December 2018

Volume 33 Number 12

[Artificially Intelligent]

Market Basket Analysis

By Frank La

Frank La VigneThere is a bit of artificial intelligence (AI) that you have, no doubt, encountered, especially as the holiday shopping season is underway—the recommended purchase. Nearly every online retailer will display additional product recommendations, sometimes under the header of “Frequently bought together,” or “Customers who purchased X also purchased Y.” According to one study by McKinsey in 2013 (bit.ly/2yK3Bu8), 35 percent of what consumers purchase on Amazon come from product recommendation algorithms. What’s more, this tactic is no longer limited to retailers, online streaming services like Netflix and YouTube use sophisticated recommendation algorithms to keep viewers tuned in longer.

Clearly, recommendation systems have an impact on our daily lives. You could argue that they’re the most prominent form of AI that consumers encounter. In this column, I’ll explore a basic form of recommendation system known as a Market Basket Analysis.

Market Basket Analysis

Market Basket Analysis, also known as Affinity Analysis, is a modeling technique based on the theory that if you buy a certain group of items, you’re more likely to purchase another group of items. For example, someone purchasing peanut butter and bread is far more likely to also want to purchase jelly. However, not all relationships are as immediately obvious. Foreknowledge of consumer behavior can increase sales and give the retailer a significant edge against competitors. Strictly speaking, Market Basket Analysis is just one application of association analysis techniques, although many online articles and tutorials may confuse the two. To put it in perspective of other machine learning techniques I’ve written about before, Market Basket Analysis is an unsupervised learning tool that requires little in the way of feature engineering and a limited amount of data cleaning and preparation. In practice, insights gleaned from Market Basket Analysis can be further explored with other AI or data science tools.

Despite its ability to uncover hidden patterns, Market Basket Analysis is relatively easy to explain and doesn’t require knowledge of advanced statistics or calculus. However, there are a few terms and conventional notations to review. First, the notions of cause and effect are referred to as antecedent and consequent. In the example I mentioned previously, peanut butter and bread are the antecedent and jelly is the consequent. The formal notation for this relationship would be {Peanut Butter, Bread} -> {Jelly} indicating that there’s a connection between these items. Also take note that both antecedents and consequents can consist of multiple items.

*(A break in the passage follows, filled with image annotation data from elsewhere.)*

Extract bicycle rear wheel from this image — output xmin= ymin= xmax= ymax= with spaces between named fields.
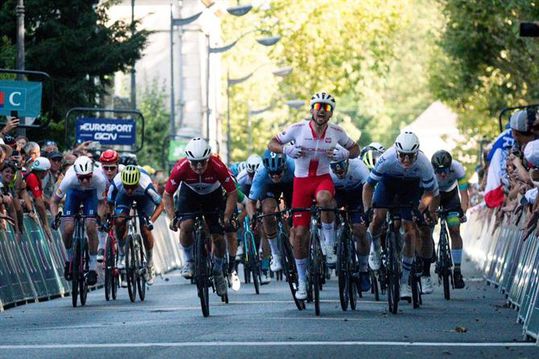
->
xmin=79 ymin=248 xmax=90 ymax=305
xmin=335 ymin=238 xmax=350 ymax=311
xmin=386 ymin=232 xmax=400 ymax=314
xmin=125 ymin=235 xmax=137 ymax=303
xmin=136 ymin=234 xmax=147 ymax=302
xmin=195 ymin=230 xmax=210 ymax=317
xmin=279 ymin=235 xmax=305 ymax=310
xmin=309 ymin=235 xmax=322 ymax=316
xmin=71 ymin=238 xmax=81 ymax=308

There are three important mathematical measures required for Market Basket Analysis: Support, Lift and Confidence. Support represents the number of times antecedents appear together in the data. To simplify the example, imagine the following relationship: {Peanut Butter} -> {Grape Jelly}. Given 100 customers (and one transaction per customer), consider the following scenario:

  • 15 customers bought Peanut Butter
  • 13 bought Grape Jelly
  • 11 bought Peanut Butter and Grape Jelly

Support represents the number of times items appear in a transaction together, which in this example is 11 out of 100, or 0.11. To use statistical terms, there’s a probability of 11 percent that any given transaction will include both Peanut Butter and Grape Jelly. Confidence takes the value of Support (.11) and divides it by the probability of a transaction of having Grape Jelly alone, equating to a value of 0.846. This means that nearly 85 percent of the time that Grape Jelly was purchased, it was purchased along with Peanut Butter. Finally, there’s Lift, which takes Confidence (0.846) and divides it by the probability of Peanut Butter. This equate to 5.64 (rounded to two decimal places).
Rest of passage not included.